Friday 18 September 2009

readdir in the wrong order

This week we found an interesting bug (which seems quite obvious really, but still threw a spanner in the works) which was that using the readdir function doesn't equate to ls'ing a directory, i.e. you can't be sure that the files will be in alphanumeric order.

So, as you can probably work out, I had a method using this function to obtain a list of files in a directory, and then was passing the list to another program.

This program, although we make a promise that if two(or three if multpilexed) files for a lane generated with this program everything would be in the correct order, doesn't actually do any internal ordering of the list of files passed to it (where was that documented?) and so just readdir alone, passing the list of files, meant that they weren't guaranteed to be in the correct order needed. AAHHHH!

So, a quick sort to the list, and everything is now fine, but that was a bit of a surprise.

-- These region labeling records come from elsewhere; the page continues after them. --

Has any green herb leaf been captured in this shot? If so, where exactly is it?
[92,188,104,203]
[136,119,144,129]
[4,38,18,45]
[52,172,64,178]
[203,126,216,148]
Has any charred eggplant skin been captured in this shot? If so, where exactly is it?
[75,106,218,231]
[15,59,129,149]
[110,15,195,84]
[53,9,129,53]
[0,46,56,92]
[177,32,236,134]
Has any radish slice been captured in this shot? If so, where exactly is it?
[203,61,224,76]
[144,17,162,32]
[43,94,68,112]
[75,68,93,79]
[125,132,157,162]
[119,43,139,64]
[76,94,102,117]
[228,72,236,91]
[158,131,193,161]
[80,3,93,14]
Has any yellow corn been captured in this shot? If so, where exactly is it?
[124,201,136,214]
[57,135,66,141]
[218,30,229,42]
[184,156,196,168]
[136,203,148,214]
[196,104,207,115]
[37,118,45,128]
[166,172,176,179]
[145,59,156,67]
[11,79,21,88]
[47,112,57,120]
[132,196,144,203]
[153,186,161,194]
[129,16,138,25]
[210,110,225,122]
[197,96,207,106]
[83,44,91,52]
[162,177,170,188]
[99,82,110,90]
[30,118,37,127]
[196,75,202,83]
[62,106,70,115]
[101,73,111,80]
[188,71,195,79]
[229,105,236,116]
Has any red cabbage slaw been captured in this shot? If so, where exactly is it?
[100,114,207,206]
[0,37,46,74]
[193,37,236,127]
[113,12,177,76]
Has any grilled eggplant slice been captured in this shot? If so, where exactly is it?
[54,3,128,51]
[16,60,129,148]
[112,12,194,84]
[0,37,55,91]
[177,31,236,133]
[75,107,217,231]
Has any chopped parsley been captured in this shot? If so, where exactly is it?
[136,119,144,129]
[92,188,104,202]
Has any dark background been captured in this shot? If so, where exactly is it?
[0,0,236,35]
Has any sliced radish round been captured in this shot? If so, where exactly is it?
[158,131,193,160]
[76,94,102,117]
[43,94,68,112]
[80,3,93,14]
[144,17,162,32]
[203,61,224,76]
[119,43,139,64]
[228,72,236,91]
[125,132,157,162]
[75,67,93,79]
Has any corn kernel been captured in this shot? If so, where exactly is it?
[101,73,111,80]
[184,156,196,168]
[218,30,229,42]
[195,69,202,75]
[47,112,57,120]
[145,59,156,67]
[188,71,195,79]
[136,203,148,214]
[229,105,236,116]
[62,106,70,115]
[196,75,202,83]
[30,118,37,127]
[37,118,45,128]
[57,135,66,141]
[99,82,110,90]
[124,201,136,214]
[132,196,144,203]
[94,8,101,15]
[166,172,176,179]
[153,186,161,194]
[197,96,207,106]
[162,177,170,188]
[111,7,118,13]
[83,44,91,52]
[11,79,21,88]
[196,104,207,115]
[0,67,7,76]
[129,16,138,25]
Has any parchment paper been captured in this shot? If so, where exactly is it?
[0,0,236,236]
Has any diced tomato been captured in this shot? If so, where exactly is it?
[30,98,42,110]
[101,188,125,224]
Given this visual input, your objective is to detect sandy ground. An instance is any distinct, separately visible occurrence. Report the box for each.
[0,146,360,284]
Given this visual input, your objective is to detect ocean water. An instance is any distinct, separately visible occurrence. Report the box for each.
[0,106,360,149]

So was spending 2 days trying to reorder the files that had been created wrongly, although I now have a script that can do this should it happen again, which on the farm only takes about 10 minutes.

So, as I said, an interesting bug. I will just have to remember that if I do anything with a list from readdir in future, run a sort on it afterwards, just in case.

2 comments:

chorny said...

Order returned is not documented at all. So you should not rely on any order.

They are returned in order provided by OS. Returning sorted list them would mean necessity to read them all first, not one by one.

Unknown said...

Hi,

ls sorts by default. The output of readdir is not documented, but you can get the same order from readdir() and ls -1f in case you need it.